Asked Monday about Trump's tweet calling the four lawmakers "racist," White House counselor Kellyanne Conway told reporters at the White House: "Well, they certainly are young and inexperienced. That doesn't stop all of you from elevating them into the stratosphere and superstardom."
Behind the scenes, Trump's staff and his allies continued to promote talking points that elevated the lawmakers, while avoiding directly injecting race into the arguments.
Lawmakers from both parties weighed in on President Trump's comments about "the squad," racist tweets and the "send her back" chant on July 21. (The Washington Post/The Washington Post)
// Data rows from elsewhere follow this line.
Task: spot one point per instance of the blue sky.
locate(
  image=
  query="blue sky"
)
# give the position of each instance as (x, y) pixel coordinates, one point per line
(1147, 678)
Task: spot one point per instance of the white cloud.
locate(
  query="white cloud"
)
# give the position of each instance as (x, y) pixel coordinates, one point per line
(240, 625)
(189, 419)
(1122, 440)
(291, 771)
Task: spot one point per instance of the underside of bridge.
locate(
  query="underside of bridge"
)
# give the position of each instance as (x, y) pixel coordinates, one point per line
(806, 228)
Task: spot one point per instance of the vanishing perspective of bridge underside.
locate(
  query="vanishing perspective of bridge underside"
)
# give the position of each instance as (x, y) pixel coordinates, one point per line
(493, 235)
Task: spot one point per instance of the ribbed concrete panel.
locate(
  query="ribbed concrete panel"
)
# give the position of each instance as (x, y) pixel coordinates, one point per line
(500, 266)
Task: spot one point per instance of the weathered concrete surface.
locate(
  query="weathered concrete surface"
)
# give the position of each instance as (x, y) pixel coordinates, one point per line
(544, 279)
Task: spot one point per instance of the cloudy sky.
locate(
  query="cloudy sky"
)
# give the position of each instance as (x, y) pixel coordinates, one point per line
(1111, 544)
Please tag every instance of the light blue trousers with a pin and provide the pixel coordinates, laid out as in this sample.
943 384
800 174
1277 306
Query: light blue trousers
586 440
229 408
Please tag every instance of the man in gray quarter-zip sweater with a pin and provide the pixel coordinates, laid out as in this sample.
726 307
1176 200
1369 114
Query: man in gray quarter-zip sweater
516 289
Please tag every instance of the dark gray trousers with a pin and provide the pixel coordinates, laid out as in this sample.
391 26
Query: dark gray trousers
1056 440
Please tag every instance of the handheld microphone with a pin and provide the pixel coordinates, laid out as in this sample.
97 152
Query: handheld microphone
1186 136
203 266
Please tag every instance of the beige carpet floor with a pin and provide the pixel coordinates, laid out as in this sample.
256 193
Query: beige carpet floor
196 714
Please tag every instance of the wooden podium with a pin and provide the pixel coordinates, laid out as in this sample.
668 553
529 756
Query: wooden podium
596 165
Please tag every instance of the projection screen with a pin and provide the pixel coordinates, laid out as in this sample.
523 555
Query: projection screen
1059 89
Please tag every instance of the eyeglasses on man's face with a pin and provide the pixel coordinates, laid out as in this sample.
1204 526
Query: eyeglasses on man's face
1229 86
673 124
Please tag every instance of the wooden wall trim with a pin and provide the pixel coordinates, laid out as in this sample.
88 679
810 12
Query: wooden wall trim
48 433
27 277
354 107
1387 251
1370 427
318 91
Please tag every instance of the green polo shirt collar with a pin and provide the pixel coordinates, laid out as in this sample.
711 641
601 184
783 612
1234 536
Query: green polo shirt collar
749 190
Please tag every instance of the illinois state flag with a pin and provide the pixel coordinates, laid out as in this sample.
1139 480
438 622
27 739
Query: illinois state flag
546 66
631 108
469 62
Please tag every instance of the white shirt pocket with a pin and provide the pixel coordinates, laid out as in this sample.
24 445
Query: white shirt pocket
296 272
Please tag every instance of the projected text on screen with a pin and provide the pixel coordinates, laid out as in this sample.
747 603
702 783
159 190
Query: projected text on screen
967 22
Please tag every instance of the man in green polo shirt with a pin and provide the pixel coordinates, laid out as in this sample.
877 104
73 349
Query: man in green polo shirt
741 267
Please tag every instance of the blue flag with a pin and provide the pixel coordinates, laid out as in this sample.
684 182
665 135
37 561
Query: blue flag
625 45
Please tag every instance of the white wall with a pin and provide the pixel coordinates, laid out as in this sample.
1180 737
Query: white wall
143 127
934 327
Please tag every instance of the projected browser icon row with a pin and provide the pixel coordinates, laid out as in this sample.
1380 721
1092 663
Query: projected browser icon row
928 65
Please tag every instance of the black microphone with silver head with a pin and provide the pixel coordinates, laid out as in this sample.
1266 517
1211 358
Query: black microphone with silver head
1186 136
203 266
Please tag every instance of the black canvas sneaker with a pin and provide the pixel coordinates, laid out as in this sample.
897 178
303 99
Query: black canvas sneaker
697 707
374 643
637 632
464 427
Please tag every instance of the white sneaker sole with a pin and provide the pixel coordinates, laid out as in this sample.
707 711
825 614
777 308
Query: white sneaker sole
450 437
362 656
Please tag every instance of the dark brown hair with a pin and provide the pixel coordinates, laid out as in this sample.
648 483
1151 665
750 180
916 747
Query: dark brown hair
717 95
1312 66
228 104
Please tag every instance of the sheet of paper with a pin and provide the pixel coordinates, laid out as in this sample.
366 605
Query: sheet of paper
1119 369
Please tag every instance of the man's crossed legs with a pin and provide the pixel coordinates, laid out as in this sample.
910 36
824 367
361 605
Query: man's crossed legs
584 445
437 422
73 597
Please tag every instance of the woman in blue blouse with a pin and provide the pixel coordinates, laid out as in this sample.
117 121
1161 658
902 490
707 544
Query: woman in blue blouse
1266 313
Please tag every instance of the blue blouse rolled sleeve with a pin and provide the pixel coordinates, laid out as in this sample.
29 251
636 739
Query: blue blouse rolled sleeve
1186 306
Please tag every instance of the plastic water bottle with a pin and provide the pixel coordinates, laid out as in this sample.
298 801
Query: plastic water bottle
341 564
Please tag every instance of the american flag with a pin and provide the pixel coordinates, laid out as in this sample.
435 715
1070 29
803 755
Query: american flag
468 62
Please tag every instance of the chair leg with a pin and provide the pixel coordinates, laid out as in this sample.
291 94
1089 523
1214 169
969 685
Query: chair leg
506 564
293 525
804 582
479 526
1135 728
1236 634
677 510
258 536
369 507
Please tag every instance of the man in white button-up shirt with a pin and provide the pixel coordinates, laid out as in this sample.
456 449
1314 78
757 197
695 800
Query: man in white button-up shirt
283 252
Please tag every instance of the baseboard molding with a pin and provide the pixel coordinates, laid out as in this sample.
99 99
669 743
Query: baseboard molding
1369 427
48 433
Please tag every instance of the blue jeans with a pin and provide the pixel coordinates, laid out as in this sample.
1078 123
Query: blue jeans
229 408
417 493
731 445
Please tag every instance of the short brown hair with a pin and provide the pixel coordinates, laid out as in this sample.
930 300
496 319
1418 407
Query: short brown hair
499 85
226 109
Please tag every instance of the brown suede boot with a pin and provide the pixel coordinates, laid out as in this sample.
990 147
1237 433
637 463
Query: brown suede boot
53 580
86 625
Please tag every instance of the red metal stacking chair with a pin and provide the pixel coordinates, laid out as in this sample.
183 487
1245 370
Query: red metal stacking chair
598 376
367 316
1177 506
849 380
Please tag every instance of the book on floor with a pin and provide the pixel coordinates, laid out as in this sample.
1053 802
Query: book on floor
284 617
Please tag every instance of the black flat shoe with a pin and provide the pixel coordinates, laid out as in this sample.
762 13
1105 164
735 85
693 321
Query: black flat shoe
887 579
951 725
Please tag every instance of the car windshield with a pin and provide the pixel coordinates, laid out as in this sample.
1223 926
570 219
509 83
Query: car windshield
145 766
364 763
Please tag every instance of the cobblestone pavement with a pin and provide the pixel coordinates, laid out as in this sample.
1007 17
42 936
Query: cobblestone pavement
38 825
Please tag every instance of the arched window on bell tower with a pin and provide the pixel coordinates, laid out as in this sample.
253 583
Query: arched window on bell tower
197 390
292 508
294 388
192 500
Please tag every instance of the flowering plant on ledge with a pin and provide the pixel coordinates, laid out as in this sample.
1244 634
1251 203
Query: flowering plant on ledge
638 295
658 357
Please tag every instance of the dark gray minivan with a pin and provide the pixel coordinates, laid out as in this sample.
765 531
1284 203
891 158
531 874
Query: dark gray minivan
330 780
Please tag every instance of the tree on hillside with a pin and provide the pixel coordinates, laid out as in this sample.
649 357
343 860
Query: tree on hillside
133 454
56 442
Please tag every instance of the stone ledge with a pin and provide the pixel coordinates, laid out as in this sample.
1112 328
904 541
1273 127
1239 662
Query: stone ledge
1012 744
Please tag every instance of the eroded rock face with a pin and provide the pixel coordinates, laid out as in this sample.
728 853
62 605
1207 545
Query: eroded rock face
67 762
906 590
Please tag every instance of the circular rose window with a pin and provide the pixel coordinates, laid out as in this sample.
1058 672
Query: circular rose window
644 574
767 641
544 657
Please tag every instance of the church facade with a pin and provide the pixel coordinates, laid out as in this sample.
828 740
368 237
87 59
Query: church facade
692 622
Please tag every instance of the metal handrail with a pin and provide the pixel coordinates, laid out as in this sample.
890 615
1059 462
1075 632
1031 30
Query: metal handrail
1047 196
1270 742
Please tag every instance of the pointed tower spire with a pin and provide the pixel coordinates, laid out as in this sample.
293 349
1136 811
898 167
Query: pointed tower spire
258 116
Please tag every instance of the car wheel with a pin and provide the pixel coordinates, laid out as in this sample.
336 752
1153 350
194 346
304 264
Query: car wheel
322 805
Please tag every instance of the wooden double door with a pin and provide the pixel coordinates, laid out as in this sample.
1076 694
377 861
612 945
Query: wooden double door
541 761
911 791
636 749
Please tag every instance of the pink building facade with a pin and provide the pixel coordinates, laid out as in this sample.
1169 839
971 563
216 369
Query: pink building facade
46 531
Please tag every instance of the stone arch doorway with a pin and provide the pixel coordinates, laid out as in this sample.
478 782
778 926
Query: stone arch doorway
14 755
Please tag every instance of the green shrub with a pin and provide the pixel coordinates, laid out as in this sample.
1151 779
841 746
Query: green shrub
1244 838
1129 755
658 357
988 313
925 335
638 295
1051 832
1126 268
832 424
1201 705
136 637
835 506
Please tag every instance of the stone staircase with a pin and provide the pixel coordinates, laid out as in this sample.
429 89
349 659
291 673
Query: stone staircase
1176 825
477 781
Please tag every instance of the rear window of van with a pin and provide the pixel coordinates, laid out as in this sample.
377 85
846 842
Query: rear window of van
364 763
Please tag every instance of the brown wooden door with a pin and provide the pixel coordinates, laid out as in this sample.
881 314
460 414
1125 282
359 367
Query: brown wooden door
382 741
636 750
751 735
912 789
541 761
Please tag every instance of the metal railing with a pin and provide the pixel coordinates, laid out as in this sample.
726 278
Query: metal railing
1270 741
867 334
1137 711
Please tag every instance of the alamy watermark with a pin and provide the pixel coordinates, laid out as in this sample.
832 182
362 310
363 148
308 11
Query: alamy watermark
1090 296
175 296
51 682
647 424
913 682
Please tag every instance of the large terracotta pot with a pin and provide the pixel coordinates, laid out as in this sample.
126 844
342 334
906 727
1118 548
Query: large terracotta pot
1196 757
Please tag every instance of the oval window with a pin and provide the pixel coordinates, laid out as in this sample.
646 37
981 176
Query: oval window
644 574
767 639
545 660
At a weekly meeting of Senate Republican communications aides, a White House official, Brad Bishop, encouraged the GOP staffers to emphasize a fresh message focusing on the four Democrats, according to two people in attendance: that the liberal lawmakers need to start helping their constituents, rather than focusing on unpopular issues such as impeaching Trump or abolishing Immigration and Customs Enforcement.
In a set of talking points distributed Monday, the president's reelection campaign encouraged allies to talk up Trump's willingness to defend the United States if questioned about his continued attacks on the "Squad."
"The President loves America. He will stick up for this country, our flag, and the men and women who serve this country in uniform," the talking points read, according to a copy obtained by The Washington Post. "He will also publicly oppose those who compare this country to garbage, show weakness - if not outright support - for terrorists, and make anti-Semitic remarks and level attacks on our closest ally in the Middle East - Israel."
The Republican National Committee also sent several suggested talking points, encouraging allies to highlight the liberal views of Ocasio-Cortez, Omar, Pressley and Tlaib and adding: "The despicable rhetoric espoused by the socialist squad and tolerated by national Democrats is beyond disgusting."
Trump has attacked the women on multiple issues in the past week, including over their views on Israel.
His mention of "humanitarian aid" on Monday referenced a $4.6 billion border bill passed by the House late last month. The measure would pump billions of dollars into the budgets of agencies, including the Department of Health and Human Services, that have been overwhelmed by the influx of Central American migrants at the United States' southern border.
Ocasio-Cortez, Omar, Pressley and Tlaib voted against the legislation, saying it did not include enough restrictions on how the Trump administration could spend the money and did not include adequate protections for migrant children at detention facilities.
The lawmakers have also been highly critical of Immigration and Customs Enforcement on a range of issues.
During an appearance Monday morning at an NAACP convention in Detroit, Tlaib was introduced as "one of the four women who was told to go back home."
"Yeah, I'm not going nowhere, not until I impeach this president," she said upon taking the stage.
Last week, Trump directed most of his ire at Omar, a Somali-born refugee. As he criticized her during remarks at a campaign rally in North Carolina on Wednesday, the crowd broke out into chants of "Send her back!"
Trump later said he was not happy with the chant but has since characterized the crowd as "incredible patriots."
Earlier last week, the Democratic-led House passed a resolution condemning his tweets directed at the four lawmakers.